Egypt’s Entrenched Military
sigmundcarlandalfred.wordpress.com
FIFTY YEARS ago, drawn to the perceived dynamism of fresh, young military leaders, scholars and policy analysts became enamored of the potential role of the military in political, economic and social modernization. The “man on horseback,” as S. E. Finer described it, was seen as best positioned to effect the transition from developing to modern societies. The military, it was believed, could draw on the institutional cohesion and its monopoly of coercive power to marshal the resources and will necessary to push societies forward. Egypt was studied as a prime example.
Things did not quite turn out as the academics expected. After overthrowing the monarchy and seizing power in 1952, the so-called Free Officers in Egypt constricted the political space and monopolized power, driving Islamists underground and marginalizing old-time liberal political elements. Their sweeping modernization programs nearly bankrupted Egypt.

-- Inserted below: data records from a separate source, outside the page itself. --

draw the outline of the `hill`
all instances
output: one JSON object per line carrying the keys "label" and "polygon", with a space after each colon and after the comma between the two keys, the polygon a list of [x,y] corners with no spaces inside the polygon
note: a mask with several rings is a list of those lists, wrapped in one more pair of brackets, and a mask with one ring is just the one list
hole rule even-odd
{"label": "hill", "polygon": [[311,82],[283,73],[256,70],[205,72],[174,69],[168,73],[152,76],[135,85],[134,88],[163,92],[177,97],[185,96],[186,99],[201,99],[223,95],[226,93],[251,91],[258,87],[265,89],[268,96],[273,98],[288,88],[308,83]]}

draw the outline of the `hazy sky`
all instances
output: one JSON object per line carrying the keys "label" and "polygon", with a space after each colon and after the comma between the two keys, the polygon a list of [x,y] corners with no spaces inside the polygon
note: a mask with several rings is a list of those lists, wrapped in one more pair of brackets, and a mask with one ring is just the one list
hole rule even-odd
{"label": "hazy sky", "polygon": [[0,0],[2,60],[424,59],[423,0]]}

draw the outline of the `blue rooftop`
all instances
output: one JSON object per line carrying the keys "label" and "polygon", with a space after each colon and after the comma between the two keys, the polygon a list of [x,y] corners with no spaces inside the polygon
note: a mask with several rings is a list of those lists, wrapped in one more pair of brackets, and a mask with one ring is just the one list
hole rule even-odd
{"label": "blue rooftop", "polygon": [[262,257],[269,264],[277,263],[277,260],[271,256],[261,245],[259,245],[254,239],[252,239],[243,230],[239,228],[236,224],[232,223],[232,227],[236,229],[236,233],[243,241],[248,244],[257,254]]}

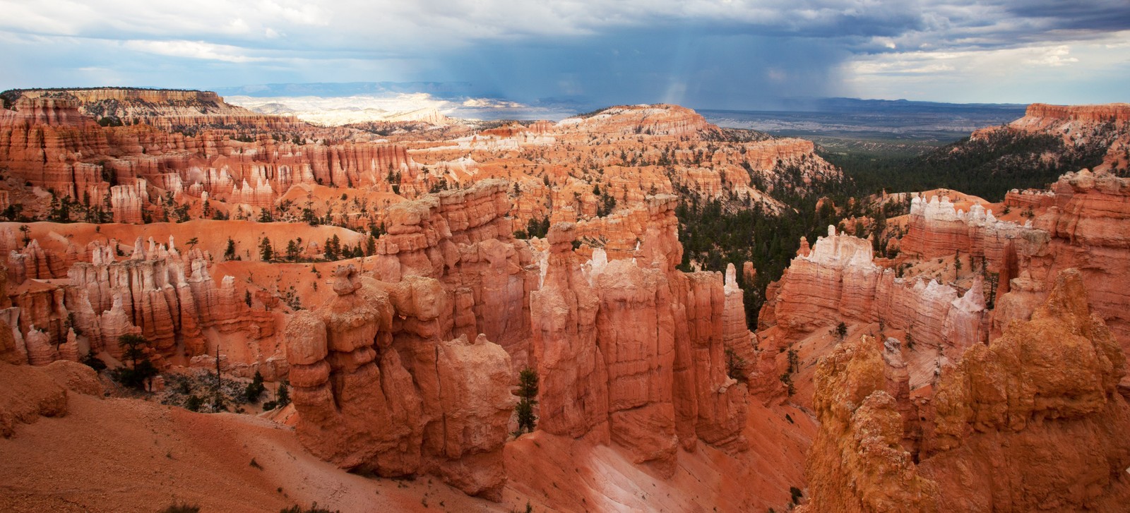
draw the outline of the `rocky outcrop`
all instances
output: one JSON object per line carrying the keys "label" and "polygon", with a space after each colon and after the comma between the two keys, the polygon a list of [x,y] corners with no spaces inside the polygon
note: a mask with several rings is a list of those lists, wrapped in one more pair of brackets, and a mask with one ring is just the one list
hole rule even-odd
{"label": "rocky outcrop", "polygon": [[385,288],[397,287],[339,268],[337,296],[292,318],[285,339],[299,440],[342,468],[428,471],[497,501],[514,405],[510,357],[481,336],[470,342],[433,332],[420,341],[426,348],[405,348],[412,360],[402,359],[393,347],[394,314],[420,319],[436,310],[403,301],[429,288],[421,280],[390,294]]}
{"label": "rocky outcrop", "polygon": [[[260,209],[272,207],[298,184],[392,191],[392,172],[400,193],[417,195],[431,186],[402,147],[306,145],[297,136],[295,141],[249,139],[249,131],[292,133],[308,128],[290,118],[227,105],[214,93],[8,93],[18,98],[15,111],[0,112],[0,162],[11,175],[60,197],[88,197],[94,205],[108,197],[118,221],[140,221],[140,212],[157,210],[154,202],[167,194],[181,202],[186,199],[182,193],[192,198],[208,193],[212,201]],[[95,118],[127,125],[99,127]]]}
{"label": "rocky outcrop", "polygon": [[55,362],[29,367],[0,362],[0,436],[10,438],[18,425],[40,417],[67,415],[68,391],[102,397],[97,374],[86,365]]}
{"label": "rocky outcrop", "polygon": [[[1124,355],[1061,272],[1031,321],[970,348],[912,419],[870,340],[817,371],[806,511],[1115,511],[1130,498]],[[921,449],[904,449],[919,438]],[[910,444],[912,447],[914,444]],[[913,451],[913,453],[911,452]]]}
{"label": "rocky outcrop", "polygon": [[673,270],[681,252],[670,241],[673,212],[655,207],[634,261],[597,253],[582,266],[571,249],[574,226],[550,228],[531,296],[533,359],[540,429],[608,437],[670,473],[676,444],[745,449],[746,391],[725,374],[722,277]]}
{"label": "rocky outcrop", "polygon": [[1045,130],[1049,123],[1081,121],[1087,123],[1130,122],[1130,104],[1110,103],[1105,105],[1028,105],[1024,118],[1014,121],[1012,127]]}
{"label": "rocky outcrop", "polygon": [[1130,180],[1083,169],[1061,176],[1050,191],[1010,197],[1033,208],[1024,226],[997,220],[975,205],[963,212],[945,199],[914,199],[899,261],[955,253],[983,259],[986,276],[999,281],[994,333],[1009,320],[1027,319],[1059,271],[1077,268],[1095,312],[1130,349],[1130,295],[1121,285],[1130,276]]}
{"label": "rocky outcrop", "polygon": [[779,347],[840,321],[884,322],[950,356],[985,340],[980,287],[962,293],[937,280],[896,275],[875,262],[870,241],[836,234],[829,226],[828,236],[817,238],[808,255],[794,258],[771,287],[758,328],[776,327]]}
{"label": "rocky outcrop", "polygon": [[484,333],[522,365],[538,278],[530,247],[512,236],[506,190],[505,182],[485,180],[392,206],[373,275],[390,282],[437,279],[451,298],[442,330],[452,338]]}
{"label": "rocky outcrop", "polygon": [[974,262],[983,259],[989,271],[1000,273],[1000,281],[1006,284],[1002,292],[1007,292],[1008,280],[1018,272],[1016,254],[1038,251],[1043,238],[1031,226],[998,220],[992,210],[976,203],[964,212],[946,197],[936,195],[929,201],[915,197],[906,235],[898,244],[899,261],[955,254],[970,255]]}
{"label": "rocky outcrop", "polygon": [[[111,241],[108,247],[114,246],[116,241]],[[253,339],[273,334],[273,318],[247,308],[234,289],[227,293],[233,297],[223,301],[224,290],[209,275],[200,250],[182,256],[172,241],[166,245],[150,238],[146,245],[138,238],[128,260],[116,261],[101,246],[92,255],[92,262],[77,263],[68,272],[73,287],[68,304],[81,312],[76,323],[94,350],[114,354],[118,337],[134,327],[165,356],[203,354],[208,345],[202,330],[211,327],[223,333],[246,331]],[[231,287],[229,280],[224,285]]]}
{"label": "rocky outcrop", "polygon": [[559,131],[598,133],[625,137],[646,133],[649,136],[694,136],[720,133],[718,127],[686,107],[678,105],[623,105],[605,108],[589,118],[568,118],[557,123]]}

Ultimately, the monopoly of power achieved by Egypt’s revolutionists, led by Gamal Abdel Nasser, primarily was used to maintain the military’s dominant position and ensure that its interests were protected and advanced.
To be sure, Nasser had grand—indeed, grandiose—dreams to revamp Egyptian society. In the name of agricultural reform, he broke up large landholdings and parceled out land to Egypt’s fellahin, or peasants. Though a socially progressive move, this initiative undercut agricultural economies of scale and helped transform Egypt into a major importer of wheat and other basic foodstuffs. In the name of reversing the evils of capitalism, the government became the initiator and owner of large-scale manufacturing enterprises, which ensured mass employment but also drained the national budget as huge losses ensued. Nationalized financial entities experienced a similar fate. In the name of promoting pan-Arab secular nationalism, Nasser threatened conservative Arab neighbors, ultimately involving Egypt in a messy civil war in Yemen that severely weakened Egypt’s military capabilities in the years before the 1967 war with Israel. By the late 1970s, a decade after Nasser’s death and more than twenty-five years into the Egyptian revolution, the best that could be said about the military-dominated Egypt was that national pride had been restored and all Egyptians suffered equally.
IN MANY respects, the next forty years under Anwar Sadat and Hosni Mubarak represented an effort to correct some of the missteps that occurred after the 1952 revolution. Sadat scaled down the rhetoric against Arab monarchies; switched Cold War allegiances from the Soviet Union to the United States; made war and then peace with Israel; tried to open the economy to private-sector activity; and experimented with a government-led multiparty system. Despite all these initiatives designed to correct the course of the Egyptian revolution, Sadat’s crackdown on the Muslim Brotherhood and other opposition elements ultimately led to his assassination at the hands of Islamist radicals within the military.